25

I have a CSV file of size ~1 GB, and as my laptop is of basic configuration, I'm not able to open the file in Excel or R. But out of curiosity, I would like to get the number of rows in the file. How am I to do it, if at all I can do it?

  • 5
    Maybe just wc -l yourfile.csv from a command line prompt, or something? – joran Oct 2 '15 at 18:04
  • 3
    If the file size is 1 GB you should be able to import it. Of course, you shouldn't do this with read.table and friends. Use fread from package data.table. – Roland Oct 2 '15 at 18:05
  • so you're saying that nrow(read.csv("file.csv", header= T/F)) crashes R? And yes, fread certainly prefered – Alex W Oct 2 '15 at 18:05
  • 1
    @Alex Don't use read.csv with a 1 GB file. It's slow. – Roland Oct 2 '15 at 18:05
  • If all methods crash, you can use csv splitter to break the big file into chunks.. Not elegant, but might work – Alexey Ferapontov Oct 2 '15 at 18:06
37

For Linux/Unix:

wc -l filename

For Windows:

find /c /v "A String that is extremely unlikely to occur" filename
  • Regarding the "Windows" solution, note that: (1) this is run from cmd.exe; (2) filename includes the full path to the file (& turn the slashes around); (3) if there's a header, that 'row' is counted, ie, a file with a header + 10 rows will result in returning 11. (None of this detracts from the quality of the answer.) – gung - Reinstate Monica Dec 10 '19 at 22:10
22

Option 1:

Through a file connection, count.fields() counts the number of fields per line of the file based on some sep value (that we don't care about here). So if we take the length of that result, theoretically we should end up with the number of lines (and rows) in the file.

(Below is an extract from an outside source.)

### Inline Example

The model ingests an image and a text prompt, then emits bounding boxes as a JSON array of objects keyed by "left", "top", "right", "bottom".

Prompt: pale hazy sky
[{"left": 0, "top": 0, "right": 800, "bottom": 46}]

length(count.fields(filename))

If you have a header row, you can skip it with skip = 1

length(count.fields(filename, skip = 1))

There are other arguments that you can adjust for your specific needs, like skipping blank lines.

args(count.fields)
# function (file, sep = "", quote = "\"'", skip = 0, blank.lines.skip = TRUE, 
#     comment.char = "#") 
# NULL

See help(count.fields) for more.

It's not too bad as far as speed goes. I tested it on one of my baseball files that contains 99846 rows.

nrow(data.table::fread("Batting.csv"))
# [1] 99846

system.time({ l <- length(count.fields("Batting.csv", skip = 1)) })
#   user  system elapsed 
#  0.528   0.000   0.503 

l
# [1] 99846
file.info("Batting.csv")$size
# [1] 6153740

(The more efficient) Option 2: Another idea is to use data.table::fread() to read the first column only, then take the number of rows. This would be very fast.

system.time(nrow(fread("Batting.csv", select = 1L)))
#   user  system elapsed 
#  0.063   0.000   0.063 
  • #option 2 is better. data.table for the win. – Neal Barsch May 24 '19 at 22:39
3

Estimate number of lines based on size of first 1000 lines

size1000  <- sum(nchar(readLines(con = "dgrp2.tgeno", n = 1000)))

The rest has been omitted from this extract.